J’ai passé un temps interminable avec Abdul à discuter des problèmes de l’Afrique : corruption, guerres inter ethniques, néo-colonialisme des multinationales, etc. J’ai appris beaucoup sur l’Afrique grâce à lui .Son fatalisme était impressionnant. Malgré tout, en 20 jours de mer, nous n’avons pas trouvé de solutions pour ce continent à part et nous sommes arrivés à la conclusion qu’il avait bien fait de foutre le camp.
A la fin, il pouvait régler les voiles correctement, mettre le pilote au point et barrer assez précisément. Mais il a subi tout le long cette peur de la mer qu’on beaucoup d’Africains. Je me souviendrai longtemps de cette phrase après cinq jours de nav et de mer forte : « Dieu est grand, mais les blancs sont fous d’aller sur la mer comme ça ! ». Ça c’est vrai Abdul. Les cinq derniers jours, j’ai du ménager et prendre soin de mon Africain car je sentais que physiquement et psychologiquement, il ne tenait plus le coup. Ce qui peut se comprendre quand on passe vingt jours en mer sans avoir naviguer auparavant. Manon a tenu le coup tout le long et c’est comporté comme une guerrière de la mer. Sacre Nana ! En vingt jours nous avons vu un seul cargo et pas un dauphin ! Et le 20ème jour, moment magique. Au loin, que vois-je ? des lumières, de la vie, il y a autre chose que de la mer droit devant. Les petites collines de la Barbade se dessinent dans l’obscurité et la lumière revient sur le visage d’Abdul . Ça y est, on y est ! Sort la bouteille de Saint Emilion.
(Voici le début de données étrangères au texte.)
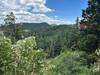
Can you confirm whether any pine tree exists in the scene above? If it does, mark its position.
[81,0,100,53]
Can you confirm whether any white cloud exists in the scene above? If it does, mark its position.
[0,0,71,24]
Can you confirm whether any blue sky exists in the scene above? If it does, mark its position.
[47,0,87,21]
[0,0,87,24]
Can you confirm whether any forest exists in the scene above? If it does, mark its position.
[0,0,100,75]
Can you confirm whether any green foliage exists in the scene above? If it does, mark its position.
[0,37,46,75]
[45,51,93,75]
[81,0,100,53]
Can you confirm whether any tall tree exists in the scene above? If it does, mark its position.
[81,0,100,53]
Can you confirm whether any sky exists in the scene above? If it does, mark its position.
[0,0,87,24]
Et Abdul, musulman ou pas, Allah te pardonnera bien un petit verre. M…, l’Atlantique c’est fait !
La Barbade
Quelle déception a l’arrivée ! Après les cinq minutes de bonheur de toucher sol, la réalité du monde revient dans toute sa laideur. Les énormes bateaux de croisière dégoulinant de gras touristes, les gens ne sont pas sympas, tout est hors de prix et tout est si superficiel à Bridgetown. Les habitants de la Barbade ont oublié leur créole, ne parlent qu’anglais et sont souvent méprisants. Quelle déception après 2.000 milles. Finalement on n’était pas si mal en mer.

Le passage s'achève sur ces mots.